A lawsuit is in progress against a New York hospital by a nurse for forcing her to assist in an abortion of a 22-week-old fetus. To kill a baby, 22 weeks — or 5 months, 2 weeks old — is unforgivable. We spend millions of dollars on hospital nurseries keeping 5-month-old babies alive for their parents. This child had fully formed legs, hands, head, organs, a fully formed human being. I pray forgiveness for being part of a society, city and state that can condone such abortions and killing.

Mary Jane Broderick


GOP: Horton Avenue benefit thank-yous

I want to thank you for granting me this opportunity to extend a few messages of thanks to those individuals who assisted in our “Horton Avenue Relief Fund” fundraiser on Monday evening at Martha Clara Vineyards. About two weeks ago, Riverhead Republican Club President Charlie Funda and I thought it would be a great opportunity for those of us involved in the Riverhead political community to set aside our political differences and raise some money for the Horton Avenue Relief Fund, which was set up by the Rev. Charles Coverdale and his colleagues at the First Baptist Church of Riverhead, to assist those who were adversely affected by the flooding.

First, we at the Riverhead Republican Club would like to thank Martha Clara Vineyards for donating the use of its lovely facility on Sound Avenue. The great barbecue dinner provided by Maple Tree Deli, along with soft drinks from Wading River Beverage, left most completely full and satisfied by the conclusion of the evening.

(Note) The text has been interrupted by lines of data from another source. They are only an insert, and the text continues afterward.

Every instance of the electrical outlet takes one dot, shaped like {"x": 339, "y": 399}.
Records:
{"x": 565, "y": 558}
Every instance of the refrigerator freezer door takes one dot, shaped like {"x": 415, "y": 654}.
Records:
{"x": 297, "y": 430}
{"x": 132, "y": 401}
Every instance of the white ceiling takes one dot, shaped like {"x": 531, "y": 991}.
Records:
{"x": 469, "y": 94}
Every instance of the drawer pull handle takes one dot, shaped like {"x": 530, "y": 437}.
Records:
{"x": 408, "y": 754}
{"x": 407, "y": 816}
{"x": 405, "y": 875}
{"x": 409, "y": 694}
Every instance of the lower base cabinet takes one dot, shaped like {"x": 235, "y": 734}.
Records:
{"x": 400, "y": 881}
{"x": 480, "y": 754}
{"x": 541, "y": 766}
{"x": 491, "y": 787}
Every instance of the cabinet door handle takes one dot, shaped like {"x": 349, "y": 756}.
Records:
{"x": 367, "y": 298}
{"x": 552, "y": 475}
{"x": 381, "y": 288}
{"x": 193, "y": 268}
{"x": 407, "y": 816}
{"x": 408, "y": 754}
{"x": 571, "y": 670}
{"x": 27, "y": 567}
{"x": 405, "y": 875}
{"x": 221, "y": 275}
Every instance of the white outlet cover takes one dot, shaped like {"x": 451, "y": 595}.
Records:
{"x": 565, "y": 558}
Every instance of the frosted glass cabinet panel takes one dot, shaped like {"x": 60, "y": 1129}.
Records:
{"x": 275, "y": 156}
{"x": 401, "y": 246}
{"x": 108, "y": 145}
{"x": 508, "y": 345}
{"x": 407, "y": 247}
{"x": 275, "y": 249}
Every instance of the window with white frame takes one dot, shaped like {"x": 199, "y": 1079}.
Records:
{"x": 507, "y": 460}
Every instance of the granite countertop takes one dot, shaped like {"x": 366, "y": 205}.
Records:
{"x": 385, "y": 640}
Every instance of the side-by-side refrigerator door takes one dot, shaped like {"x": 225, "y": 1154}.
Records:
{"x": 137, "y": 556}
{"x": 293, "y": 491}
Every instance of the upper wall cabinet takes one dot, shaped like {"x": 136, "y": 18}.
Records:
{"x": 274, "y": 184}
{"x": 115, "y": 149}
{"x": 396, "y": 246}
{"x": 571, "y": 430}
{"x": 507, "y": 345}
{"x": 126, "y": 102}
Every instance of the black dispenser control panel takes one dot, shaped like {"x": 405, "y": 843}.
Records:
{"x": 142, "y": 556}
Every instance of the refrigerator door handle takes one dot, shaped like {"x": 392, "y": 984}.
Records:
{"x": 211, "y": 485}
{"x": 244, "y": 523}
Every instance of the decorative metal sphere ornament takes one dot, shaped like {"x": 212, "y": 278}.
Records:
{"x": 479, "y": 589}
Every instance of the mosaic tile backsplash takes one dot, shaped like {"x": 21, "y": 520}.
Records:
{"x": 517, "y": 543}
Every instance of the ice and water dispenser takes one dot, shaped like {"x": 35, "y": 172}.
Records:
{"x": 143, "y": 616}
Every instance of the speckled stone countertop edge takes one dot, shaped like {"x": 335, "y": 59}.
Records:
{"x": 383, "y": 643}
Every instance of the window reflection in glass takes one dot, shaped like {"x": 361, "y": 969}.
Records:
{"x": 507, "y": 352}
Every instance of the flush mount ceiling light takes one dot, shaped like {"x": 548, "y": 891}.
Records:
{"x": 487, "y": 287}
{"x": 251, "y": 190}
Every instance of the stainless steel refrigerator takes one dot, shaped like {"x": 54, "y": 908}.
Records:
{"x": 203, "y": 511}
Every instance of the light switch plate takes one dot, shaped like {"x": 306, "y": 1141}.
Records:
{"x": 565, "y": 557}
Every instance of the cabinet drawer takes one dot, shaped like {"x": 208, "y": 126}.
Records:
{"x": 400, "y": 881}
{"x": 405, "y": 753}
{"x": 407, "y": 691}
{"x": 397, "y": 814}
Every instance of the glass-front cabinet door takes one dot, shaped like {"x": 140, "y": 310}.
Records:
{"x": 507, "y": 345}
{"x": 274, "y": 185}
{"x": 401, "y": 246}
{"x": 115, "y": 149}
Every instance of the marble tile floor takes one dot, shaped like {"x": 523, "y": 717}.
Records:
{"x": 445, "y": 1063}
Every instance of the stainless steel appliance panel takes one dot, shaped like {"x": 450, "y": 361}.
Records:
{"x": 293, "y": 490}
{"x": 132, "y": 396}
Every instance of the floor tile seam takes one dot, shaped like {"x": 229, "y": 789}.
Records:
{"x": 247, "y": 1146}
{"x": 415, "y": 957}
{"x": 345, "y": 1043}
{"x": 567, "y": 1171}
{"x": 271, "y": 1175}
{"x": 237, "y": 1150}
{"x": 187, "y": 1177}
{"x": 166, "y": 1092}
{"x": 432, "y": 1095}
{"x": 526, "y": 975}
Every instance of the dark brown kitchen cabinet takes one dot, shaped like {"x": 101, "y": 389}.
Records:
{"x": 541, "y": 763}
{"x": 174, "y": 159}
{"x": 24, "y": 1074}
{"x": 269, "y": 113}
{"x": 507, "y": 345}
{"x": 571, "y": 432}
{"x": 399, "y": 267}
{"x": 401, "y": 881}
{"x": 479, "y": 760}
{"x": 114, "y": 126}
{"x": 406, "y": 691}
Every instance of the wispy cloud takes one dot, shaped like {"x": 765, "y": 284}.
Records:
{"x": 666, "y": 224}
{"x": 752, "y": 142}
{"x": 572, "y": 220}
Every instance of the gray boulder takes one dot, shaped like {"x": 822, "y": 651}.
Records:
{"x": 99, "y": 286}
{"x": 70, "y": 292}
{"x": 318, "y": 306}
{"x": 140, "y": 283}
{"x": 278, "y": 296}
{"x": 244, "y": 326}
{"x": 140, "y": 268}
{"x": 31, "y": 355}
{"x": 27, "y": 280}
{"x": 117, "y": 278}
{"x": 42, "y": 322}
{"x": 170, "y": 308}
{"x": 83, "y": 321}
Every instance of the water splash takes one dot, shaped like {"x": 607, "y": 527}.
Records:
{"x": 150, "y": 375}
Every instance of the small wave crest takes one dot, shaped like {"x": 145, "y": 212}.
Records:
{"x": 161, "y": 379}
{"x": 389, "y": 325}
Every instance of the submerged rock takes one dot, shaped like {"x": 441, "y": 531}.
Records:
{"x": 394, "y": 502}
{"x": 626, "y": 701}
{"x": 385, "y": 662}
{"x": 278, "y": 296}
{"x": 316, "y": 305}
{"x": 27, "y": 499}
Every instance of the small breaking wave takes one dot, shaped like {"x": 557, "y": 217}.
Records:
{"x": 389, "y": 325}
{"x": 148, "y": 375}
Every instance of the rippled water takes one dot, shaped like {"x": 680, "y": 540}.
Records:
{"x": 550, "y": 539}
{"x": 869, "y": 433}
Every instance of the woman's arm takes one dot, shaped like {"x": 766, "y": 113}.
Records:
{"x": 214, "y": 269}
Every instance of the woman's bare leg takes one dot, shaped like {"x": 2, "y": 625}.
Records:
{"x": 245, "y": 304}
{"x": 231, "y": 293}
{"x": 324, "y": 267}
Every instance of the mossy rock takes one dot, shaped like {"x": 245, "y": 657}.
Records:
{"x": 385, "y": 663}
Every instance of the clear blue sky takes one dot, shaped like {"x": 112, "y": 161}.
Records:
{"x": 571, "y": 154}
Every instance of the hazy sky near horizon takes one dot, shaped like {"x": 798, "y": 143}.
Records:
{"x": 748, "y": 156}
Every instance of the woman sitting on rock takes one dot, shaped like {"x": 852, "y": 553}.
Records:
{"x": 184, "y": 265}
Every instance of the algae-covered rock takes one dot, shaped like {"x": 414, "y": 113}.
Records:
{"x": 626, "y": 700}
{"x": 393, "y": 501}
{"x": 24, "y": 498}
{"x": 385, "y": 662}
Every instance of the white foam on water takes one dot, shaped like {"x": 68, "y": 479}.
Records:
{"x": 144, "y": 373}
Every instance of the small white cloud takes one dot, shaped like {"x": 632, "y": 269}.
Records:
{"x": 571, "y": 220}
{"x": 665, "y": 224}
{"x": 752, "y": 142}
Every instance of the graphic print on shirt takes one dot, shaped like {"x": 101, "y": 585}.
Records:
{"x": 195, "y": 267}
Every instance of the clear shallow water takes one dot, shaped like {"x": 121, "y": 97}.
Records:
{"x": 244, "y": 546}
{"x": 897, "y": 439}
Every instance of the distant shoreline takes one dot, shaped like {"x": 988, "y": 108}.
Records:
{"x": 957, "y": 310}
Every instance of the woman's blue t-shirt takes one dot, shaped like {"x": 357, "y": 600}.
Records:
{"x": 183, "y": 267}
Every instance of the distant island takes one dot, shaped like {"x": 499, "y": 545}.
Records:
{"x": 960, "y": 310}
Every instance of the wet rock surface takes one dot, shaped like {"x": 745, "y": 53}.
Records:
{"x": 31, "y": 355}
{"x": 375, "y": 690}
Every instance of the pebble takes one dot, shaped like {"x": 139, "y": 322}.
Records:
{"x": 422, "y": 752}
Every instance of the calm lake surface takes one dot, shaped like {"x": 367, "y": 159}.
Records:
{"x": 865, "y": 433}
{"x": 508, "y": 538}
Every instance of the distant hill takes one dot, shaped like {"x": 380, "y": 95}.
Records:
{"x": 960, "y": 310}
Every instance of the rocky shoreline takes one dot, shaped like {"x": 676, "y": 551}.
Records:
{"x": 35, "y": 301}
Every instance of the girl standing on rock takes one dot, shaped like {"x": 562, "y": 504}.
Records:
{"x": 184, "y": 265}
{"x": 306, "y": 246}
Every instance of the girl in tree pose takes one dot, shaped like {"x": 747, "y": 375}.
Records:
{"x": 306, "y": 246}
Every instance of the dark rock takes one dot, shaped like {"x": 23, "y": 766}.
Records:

Generous donations were provided by Dvirka and Bartilucci Consulting Engineers, Christopher Cox for Congress, Mary Ellen Harkin, Riverhead Collision and Brian Mills from The Mills Group Insurance and Investments.

Lastly, we would like to thank our emcee, Mr. John Galla from WRIV, for giving the event great exposure on the radio, Frank Seabrook from the Suffolk County Liberty Report for providing complimentary advertising space on his news website, as well as the Riverhead News-Review for mentioning the event in numerous articles regarding the situation on Horton Avenue.

All net proceeds are being sent to the Horton Avenue Relief Fund.

We at the Riverhead GOP continue to wish those affected on Horton Avenue all the best, and will continue to stand by to further assist this cause in any way possible.